31/10/2020

Persévérer dans l'existence... jusqu'au bout (Commémoration de tous les défunts)

Les textes retenus (Ap 14, 13 - Lc 12, 35-40) veulent nous préparer à la mort, à l’heure de la mort. Ainsi la béatitude de l’Apocalypse, « heureux les morts qui meurent dans le Seigneur ».

Faut-il entendre ce souci de l’heure de la mort, comme si l’état d’esprit dernier avait plus d’importance que tout ce qui aura été vécu pendant des décennies. Et combien auront la possibilité et la force de vivre leur mort consciemment, de la regarder en face les prendre ?

Il y a dans la pensée chrétienne une sorte d’apprivoisement de la mort. François parle de « notre sœur la mort corporelle » qui lui donne de bénir le Seigneur. Assurés que le défunt n’est pas anéanti par la mort, il se pourrait qu’au long des siècles, et encore aujourd’hui, certains d’entre nous ne ressentent pas, ou professent ne pas ressentir, l’horreur de la mort.

Mais s’il est vrai que pour être habités par l’Esprit, il faut être de chair, que pour être disciples du Père qui est aux cieux, il faut avoir les pieds sur terre, préoccupés de la vie des frères, plutôt que de s’échapper dans des théories fumeuses, fussent-elles religieuses, je me demande si la foi ne nous fait pas un impératif de nous révolter contre la mort.

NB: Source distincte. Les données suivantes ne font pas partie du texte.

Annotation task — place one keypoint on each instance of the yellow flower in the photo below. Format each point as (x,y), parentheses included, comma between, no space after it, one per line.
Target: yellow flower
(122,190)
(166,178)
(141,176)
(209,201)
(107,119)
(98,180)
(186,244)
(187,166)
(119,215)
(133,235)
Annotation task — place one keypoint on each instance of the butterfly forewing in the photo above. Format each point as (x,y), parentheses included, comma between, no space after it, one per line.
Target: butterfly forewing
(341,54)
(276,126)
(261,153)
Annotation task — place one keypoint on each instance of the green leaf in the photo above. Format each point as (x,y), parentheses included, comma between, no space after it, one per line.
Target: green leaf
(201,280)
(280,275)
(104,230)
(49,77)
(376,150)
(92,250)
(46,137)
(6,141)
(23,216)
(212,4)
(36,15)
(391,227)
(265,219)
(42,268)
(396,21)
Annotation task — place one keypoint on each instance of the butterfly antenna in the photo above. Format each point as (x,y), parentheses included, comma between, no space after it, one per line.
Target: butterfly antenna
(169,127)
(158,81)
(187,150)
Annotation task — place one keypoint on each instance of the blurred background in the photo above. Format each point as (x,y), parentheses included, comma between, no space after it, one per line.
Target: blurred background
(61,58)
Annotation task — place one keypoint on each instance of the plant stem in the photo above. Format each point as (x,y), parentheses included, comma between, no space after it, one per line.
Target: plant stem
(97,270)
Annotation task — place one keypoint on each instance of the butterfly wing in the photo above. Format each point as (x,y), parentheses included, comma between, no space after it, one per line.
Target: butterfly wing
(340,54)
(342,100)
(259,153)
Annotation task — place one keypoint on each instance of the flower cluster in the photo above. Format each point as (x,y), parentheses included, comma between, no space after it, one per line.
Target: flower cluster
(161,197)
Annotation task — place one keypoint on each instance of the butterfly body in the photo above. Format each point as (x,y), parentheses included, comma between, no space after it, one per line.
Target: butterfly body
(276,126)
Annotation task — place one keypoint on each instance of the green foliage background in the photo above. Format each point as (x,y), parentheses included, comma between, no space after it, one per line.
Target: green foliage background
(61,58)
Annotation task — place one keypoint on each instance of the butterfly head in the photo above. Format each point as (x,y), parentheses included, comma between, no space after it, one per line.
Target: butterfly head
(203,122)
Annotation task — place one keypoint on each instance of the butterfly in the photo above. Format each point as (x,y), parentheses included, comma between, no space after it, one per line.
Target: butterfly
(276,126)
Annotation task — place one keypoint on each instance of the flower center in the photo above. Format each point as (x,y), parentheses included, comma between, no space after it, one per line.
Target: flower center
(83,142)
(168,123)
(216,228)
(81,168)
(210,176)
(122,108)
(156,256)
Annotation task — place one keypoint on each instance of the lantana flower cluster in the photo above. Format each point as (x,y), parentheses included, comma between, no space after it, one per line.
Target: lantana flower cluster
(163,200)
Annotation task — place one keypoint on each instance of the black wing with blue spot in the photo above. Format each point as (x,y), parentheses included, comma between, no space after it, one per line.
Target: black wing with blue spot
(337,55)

C’est fini. Plus jamais nous ne verrons son visage. Et quand viendra notre tour, je comprends que l’on résiste, que l’on ait peur, que l’on soit affligé, transi de tristesse. Est-ce que, du coup, affronter la mort est héroïque, de sorte que la rhétorique l’est aussi ; on parle de mort heureuse, de mort glorieuse ?

Ainsi fait-on pour Jésus. Pourtant, ce n’est pas sa mort qui nous sauve, mais sa vie… jusqu’au dernier souffle. Il aurait beaucoup renié de ce qu’il a vécu à se dérober. Sa fidélité, c’est ce qui a précédé…jusqu’au bout. Que l’heure de notre mort soit la fidélité à ce que nous aurons été de meilleur et la contrition pour tout ce que nous aurons charrié de mal.

Alors, être prêt, ce n’est pas la sérénité dernière, mais persévérer tout au long de l’existence, dès la naissance, dans le rejet du mal, de tout ce qui nous détruit et détruit les autres ; c’est vivre de l’amour qu’est Dieu. La lampe allumée, lumière de l’amour. La ceinture aux reins qui nous retient du mal.

Cette heure dernière, à laquelle on peut sans doute finir par consentir, sans cesser de se révolter, de résister, au nom de la vie, n’a de sens que comme métonymie. L’heure de notre mort c’est toute la vie, soumise à la contingence, à la vulnérabilité, à la fin.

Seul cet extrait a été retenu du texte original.